Why pick the cheaper jack? Why use cheesy pots? A high-end instrument should have high-end jacks and pots, among other things. We don't chintz you out on the stuff you can't see. That bridge is solid milled brass. That control cavity is completely copper lined, star grounded, and even has an anti-shock circuit in it. Those knobs? Ebony. Why? Because we care, and because we can. Nobody here asks why we buy pricey parts and hand-selected materials. And nobody who owns a Birdsong questions that either. :) 

The human element...
Sadly lost in the hustle and underappreciated is the concept of a craftsperson making something with devotion and good intent, and getting a fair price for something with some character to it. This contrasts with the "shopper's ideal" of perfect shine, lots of flash, right name brand and a discount big box store price. Who really made it? What's really under the gloss? Who cares. Well, we do! The Chinese & Koreans are turning out some fine instruments, but so often this is "perceived quality"; a flawless finish and good looking chrome is nice, but not if it's on a five-piece body of the cheapest wood money can buy and the hardware is all cheap cast or bent steel. And I'm sorry, no matter how many sweaty workers' arms on an assembly line perform their tasks, that's NOT "Hand Crafted", no matter what the label says. The cheapness will dog you long after you've forgotten how inexpensive it was. 

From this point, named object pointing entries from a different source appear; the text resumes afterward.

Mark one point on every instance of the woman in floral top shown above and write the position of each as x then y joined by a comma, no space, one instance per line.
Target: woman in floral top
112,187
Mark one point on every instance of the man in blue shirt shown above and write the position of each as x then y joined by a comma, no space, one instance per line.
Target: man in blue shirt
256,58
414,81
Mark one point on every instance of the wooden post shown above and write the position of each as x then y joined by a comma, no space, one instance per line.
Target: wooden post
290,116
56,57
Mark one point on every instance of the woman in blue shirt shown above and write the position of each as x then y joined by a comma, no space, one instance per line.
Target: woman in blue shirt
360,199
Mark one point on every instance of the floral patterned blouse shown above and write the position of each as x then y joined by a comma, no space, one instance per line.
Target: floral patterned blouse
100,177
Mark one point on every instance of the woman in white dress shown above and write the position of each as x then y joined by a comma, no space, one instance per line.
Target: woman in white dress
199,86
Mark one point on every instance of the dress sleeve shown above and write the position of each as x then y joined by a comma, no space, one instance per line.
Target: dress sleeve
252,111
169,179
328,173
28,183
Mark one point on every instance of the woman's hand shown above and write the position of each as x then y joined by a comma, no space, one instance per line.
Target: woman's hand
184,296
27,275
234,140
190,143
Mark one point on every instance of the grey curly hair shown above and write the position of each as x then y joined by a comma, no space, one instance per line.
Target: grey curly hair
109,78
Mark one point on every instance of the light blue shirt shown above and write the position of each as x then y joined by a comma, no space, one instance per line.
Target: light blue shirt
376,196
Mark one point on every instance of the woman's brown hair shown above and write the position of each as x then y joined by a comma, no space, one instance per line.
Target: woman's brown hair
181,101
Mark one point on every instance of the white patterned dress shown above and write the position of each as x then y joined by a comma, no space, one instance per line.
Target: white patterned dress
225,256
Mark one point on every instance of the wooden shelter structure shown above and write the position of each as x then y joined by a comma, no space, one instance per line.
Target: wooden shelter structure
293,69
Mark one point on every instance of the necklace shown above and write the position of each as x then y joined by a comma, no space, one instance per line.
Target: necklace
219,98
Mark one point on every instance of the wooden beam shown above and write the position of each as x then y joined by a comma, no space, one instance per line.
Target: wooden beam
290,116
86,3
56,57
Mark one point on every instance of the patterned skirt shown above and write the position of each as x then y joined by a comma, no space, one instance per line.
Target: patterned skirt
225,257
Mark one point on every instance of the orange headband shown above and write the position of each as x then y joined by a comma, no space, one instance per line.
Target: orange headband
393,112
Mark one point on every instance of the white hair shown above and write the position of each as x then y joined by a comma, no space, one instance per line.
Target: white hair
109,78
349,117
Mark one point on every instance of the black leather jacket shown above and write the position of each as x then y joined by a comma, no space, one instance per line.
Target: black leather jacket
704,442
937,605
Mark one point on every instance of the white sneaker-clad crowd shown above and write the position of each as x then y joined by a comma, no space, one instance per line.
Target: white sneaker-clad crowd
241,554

And I think perfection is highly overrated... frets? Function? Performance? Aim really high. But I remember the first real hand-worked guitar I had, a late '70s B.C. Rich in solid quilted Maple. If you ran your fingers over just the right spot, you could feel that this piece of wood was shaped by somebody's hands. It wasn't sloppy, it wasn't poorly done, it was really really nice... but it had character to it and you could feel that it was fine handwork vs. machine perfect. "Somebody made this." I've never forgotten that. I got it; it meant something to me. 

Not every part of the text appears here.